From 1d5d9e24c4cdb09d22d9819c6573a0d2d677f2b2 Mon Sep 17 00:00:00 2001
From: Jb Audras <audrasjb@git.wordpress.org>
Date: Thu, 21 Jul 2022 21:09:56 +0000
Subject: [PATCH] Formatting: Normalize to Unicode NFC encoding before
 converting accent characters in `remove_accents()`.

This changeset adds Unicode sequence normalization from NFD to NFC, via the `normalizer_normalize()` PHP function which is available with the recommended `intl` PHP extension.

This fixes an issue where NFD characters were not properly sanitized. It also provides a unit test for NFD sequences (alternate Unicode representations of the same characters).

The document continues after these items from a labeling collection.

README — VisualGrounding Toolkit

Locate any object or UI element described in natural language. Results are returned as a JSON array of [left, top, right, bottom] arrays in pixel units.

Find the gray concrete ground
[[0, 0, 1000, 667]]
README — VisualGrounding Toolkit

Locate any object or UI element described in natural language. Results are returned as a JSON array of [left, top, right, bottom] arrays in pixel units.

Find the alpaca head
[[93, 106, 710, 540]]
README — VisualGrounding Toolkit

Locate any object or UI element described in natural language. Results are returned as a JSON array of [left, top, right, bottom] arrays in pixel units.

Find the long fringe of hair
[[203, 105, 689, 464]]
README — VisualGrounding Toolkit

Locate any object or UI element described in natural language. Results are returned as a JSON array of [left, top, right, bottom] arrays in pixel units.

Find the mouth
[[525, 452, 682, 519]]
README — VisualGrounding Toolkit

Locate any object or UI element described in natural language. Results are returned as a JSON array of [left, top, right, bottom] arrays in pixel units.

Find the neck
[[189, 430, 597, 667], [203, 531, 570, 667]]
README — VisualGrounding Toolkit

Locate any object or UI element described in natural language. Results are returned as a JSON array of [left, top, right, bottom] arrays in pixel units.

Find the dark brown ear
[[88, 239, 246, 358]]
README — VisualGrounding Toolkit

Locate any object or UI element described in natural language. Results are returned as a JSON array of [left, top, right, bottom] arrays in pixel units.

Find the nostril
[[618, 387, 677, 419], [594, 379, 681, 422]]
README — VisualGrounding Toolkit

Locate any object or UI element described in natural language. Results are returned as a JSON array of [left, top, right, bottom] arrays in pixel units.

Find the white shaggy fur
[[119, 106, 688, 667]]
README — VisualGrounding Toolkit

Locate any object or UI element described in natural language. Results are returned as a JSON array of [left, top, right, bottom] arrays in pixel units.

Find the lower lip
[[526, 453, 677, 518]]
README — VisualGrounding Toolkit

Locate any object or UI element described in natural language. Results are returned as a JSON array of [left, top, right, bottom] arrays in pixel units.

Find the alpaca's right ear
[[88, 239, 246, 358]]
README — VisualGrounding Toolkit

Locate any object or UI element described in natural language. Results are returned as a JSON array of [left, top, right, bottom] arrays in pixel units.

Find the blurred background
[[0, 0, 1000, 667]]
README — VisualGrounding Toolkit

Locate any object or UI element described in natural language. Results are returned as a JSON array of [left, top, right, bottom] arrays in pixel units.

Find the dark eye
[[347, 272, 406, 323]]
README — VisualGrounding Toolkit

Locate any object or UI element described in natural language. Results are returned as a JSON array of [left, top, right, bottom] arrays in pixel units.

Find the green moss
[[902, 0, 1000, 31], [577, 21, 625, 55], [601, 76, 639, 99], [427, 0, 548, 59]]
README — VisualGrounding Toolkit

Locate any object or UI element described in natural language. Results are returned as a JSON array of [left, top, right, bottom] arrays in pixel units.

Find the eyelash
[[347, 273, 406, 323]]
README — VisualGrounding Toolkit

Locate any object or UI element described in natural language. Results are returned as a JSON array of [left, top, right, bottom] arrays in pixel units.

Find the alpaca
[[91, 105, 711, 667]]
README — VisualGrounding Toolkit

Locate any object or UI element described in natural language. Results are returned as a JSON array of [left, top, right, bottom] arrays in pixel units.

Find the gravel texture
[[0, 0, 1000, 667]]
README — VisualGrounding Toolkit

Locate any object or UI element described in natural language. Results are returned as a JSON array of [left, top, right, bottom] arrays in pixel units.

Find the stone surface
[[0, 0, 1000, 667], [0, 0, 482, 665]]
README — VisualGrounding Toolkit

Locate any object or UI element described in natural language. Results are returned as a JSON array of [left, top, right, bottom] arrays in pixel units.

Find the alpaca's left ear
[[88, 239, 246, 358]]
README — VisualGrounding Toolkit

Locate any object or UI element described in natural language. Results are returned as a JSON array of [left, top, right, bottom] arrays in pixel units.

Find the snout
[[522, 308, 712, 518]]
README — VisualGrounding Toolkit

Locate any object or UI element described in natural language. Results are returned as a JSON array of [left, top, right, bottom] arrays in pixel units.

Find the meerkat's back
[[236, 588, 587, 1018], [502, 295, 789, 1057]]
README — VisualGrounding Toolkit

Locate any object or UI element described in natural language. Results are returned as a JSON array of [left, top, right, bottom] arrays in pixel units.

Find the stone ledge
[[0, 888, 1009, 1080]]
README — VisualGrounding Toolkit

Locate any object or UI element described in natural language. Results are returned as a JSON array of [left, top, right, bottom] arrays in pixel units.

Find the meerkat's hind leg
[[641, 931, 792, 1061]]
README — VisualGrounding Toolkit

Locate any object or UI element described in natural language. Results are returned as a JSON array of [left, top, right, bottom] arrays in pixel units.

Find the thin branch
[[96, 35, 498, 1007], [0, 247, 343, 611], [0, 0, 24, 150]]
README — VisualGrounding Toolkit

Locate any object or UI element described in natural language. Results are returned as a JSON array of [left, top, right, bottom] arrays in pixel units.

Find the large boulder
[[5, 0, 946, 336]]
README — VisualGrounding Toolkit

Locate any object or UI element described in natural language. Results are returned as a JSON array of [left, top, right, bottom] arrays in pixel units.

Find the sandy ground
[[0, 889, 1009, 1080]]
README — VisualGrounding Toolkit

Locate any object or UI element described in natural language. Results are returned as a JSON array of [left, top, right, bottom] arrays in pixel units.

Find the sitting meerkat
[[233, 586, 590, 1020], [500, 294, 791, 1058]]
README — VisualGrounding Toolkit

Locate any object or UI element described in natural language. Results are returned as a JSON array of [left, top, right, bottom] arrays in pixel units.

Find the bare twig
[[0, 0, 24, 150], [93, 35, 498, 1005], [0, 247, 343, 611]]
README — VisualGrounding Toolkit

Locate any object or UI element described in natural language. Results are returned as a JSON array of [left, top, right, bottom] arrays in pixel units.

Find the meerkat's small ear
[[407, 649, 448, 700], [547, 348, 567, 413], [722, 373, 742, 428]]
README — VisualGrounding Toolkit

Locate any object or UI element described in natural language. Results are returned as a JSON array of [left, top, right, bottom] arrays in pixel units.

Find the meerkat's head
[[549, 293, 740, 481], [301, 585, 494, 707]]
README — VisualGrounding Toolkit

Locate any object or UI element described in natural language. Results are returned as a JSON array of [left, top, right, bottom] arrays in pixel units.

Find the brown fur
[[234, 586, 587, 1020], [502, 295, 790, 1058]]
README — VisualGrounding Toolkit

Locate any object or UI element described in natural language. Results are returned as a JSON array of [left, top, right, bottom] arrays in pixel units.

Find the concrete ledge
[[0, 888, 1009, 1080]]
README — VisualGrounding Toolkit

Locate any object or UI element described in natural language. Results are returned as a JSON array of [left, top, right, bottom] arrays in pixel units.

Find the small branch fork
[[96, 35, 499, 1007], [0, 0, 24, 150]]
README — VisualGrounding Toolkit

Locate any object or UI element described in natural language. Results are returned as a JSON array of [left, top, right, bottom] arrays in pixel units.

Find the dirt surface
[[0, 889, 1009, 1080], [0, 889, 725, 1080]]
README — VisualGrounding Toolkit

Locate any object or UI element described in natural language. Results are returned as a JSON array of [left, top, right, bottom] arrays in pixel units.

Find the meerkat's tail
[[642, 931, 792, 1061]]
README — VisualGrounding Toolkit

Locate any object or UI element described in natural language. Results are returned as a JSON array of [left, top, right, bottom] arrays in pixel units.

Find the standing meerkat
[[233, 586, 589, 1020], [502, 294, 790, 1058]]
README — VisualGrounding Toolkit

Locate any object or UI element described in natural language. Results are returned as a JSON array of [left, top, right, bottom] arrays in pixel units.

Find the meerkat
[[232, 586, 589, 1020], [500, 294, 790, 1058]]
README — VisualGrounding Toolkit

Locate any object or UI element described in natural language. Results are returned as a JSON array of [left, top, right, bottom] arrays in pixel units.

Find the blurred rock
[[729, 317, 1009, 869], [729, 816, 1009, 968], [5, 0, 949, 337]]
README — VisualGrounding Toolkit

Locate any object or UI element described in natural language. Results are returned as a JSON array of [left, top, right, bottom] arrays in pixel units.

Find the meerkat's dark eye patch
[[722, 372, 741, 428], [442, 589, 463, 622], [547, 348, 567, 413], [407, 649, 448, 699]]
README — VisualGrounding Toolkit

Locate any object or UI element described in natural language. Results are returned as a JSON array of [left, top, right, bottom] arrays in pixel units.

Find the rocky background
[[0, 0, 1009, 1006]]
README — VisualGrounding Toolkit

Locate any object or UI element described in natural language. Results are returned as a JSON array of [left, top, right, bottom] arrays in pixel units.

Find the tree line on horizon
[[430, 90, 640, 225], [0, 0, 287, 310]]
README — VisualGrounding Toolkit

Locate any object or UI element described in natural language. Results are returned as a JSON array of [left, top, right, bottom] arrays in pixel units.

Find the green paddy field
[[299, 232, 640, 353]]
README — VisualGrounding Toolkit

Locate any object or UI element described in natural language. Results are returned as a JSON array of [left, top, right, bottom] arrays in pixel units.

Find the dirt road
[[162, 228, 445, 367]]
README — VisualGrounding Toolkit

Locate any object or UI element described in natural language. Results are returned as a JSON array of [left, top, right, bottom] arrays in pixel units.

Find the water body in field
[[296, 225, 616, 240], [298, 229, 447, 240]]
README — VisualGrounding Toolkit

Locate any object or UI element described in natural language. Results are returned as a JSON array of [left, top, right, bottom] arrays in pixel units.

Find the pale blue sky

Props NumidWasNotAvailable, targz, nacin, nunomorgadinho, p_enrique, gitlost, SergeyBiryukov, markoheijnen, mikeschroder, ocean90, pento, helen, rodrigosevero, zodiac1978, ironprogrammer, audrasjb, azaozz, laboiteare, nuryko, virgar, dxd5001, onnimonni, johnbillion.
Fixes #24661, #47763, #35951.
See #30130, #52654.


git-svn-id: https://develop.svn.wordpress.org/trunk@53754 602fd350-edb4-49c9-b593-d223f7449a82
---
 src/wp-includes/formatting.php                 | 10 ++++++++++
 .../phpunit/tests/formatting/removeAccents.php | 18 ++++++++++++++++++
 2 files changed, 28 insertions(+)

diff --git a/src/wp-includes/formatting.php b/src/wp-includes/formatting.php
index 3b977f4f4e..46668daafe 100644
--- a/src/wp-includes/formatting.php
+++ b/src/wp-includes/formatting.php
@@ -1584,6 +1584,7 @@ function utf8_uri_encode( $utf8_string, $length = 0, $encode_ascii_characters =
  * @since 4.8.0 Added locale support for `bs_BA`.
  * @since 5.7.0 Added locale support for `de_AT`.
  * @since 6.0.0 Added the `$locale` parameter.
+ * @since 6.1.0 Added Unicode NFC encoding normalization support.
  *
  * @param string $string Text that might have accent characters.
  * @param string $locale Optional. The locale to use for accent removal. Some character
@@ -1597,6 +1598,15 @@ function remove_accents( $string, $locale = '' ) {
 	}
 
 	if ( seems_utf8( $string ) ) {
+
+		// Unicode sequence normalization from NFD (Normalization Form Decomposed)
+		// to NFC (Normalization Form [Pre]Composed), the encoding used in this function.
+		if ( function_exists( 'normalizer_normalize' ) ) {
+			if ( ! normalizer_is_normalized( $string, Normalizer::FORM_C ) ) {
+				$string = normalizer_normalize( $string, Normalizer::FORM_C );
+			}
+		}
+
 		$chars = array(
 			// Decompositions for Latin-1 Supplement.
 			'ª' => 'a',
diff --git a/tests/phpunit/tests/formatting/removeAccents.php b/tests/phpunit/tests/formatting/removeAccents.php
index 249625ca3b..8140d2df9b 100644
--- a/tests/phpunit/tests/formatting/removeAccents.php
+++ b/tests/phpunit/tests/formatting/removeAccents.php
@@ -11,6 +11,24 @@ class Tests_Formatting_RemoveAccents extends WP_UnitTestCase {
 		$this->assertSame( 'abcdefghijkl', remove_accents( 'abcdefghijkl' ) );
 	}
 
+	/**
+	 * @ticket 24661
+	 *
+	 * Tests Unicode sequence normalization from NFD (Normalization Form Decomposed)
+	 * to NFC (Normalization Form [Pre]Composed), the encoding used in `remove_accents()`.
+	 *
+	 * For more information on Unicode normalization, see
+	 * https://unicode.org/faq/normalization.html.
+	 *
+	 * @requires extension intl
+	 */
+	public function test_remove_accents_latin1_supplement_nfd_encoding() {
+		$input  = 'ªºÀÁÂÃÄÅÆÇÈÉÊËÌÍÎÏÐÑÒÓÔÕÖØÙÚÛÜÝÞßàáâãäåæçèéêëìíîïðñòóôõöøùúûüýþÿ';
+		$output = 'aoAAAAAAAECEEEEIIIIDNOOOOOOUUUUYTHsaaaaaaaeceeeeiiiidnoooooouuuuythy';
+
+		$this->assertSame( $output, remove_accents( $input ), 'remove_accents replaces Latin-1 Supplement with NFD encoding' );
+	}
+
 	/**
 	 * @ticket 9591
 	 */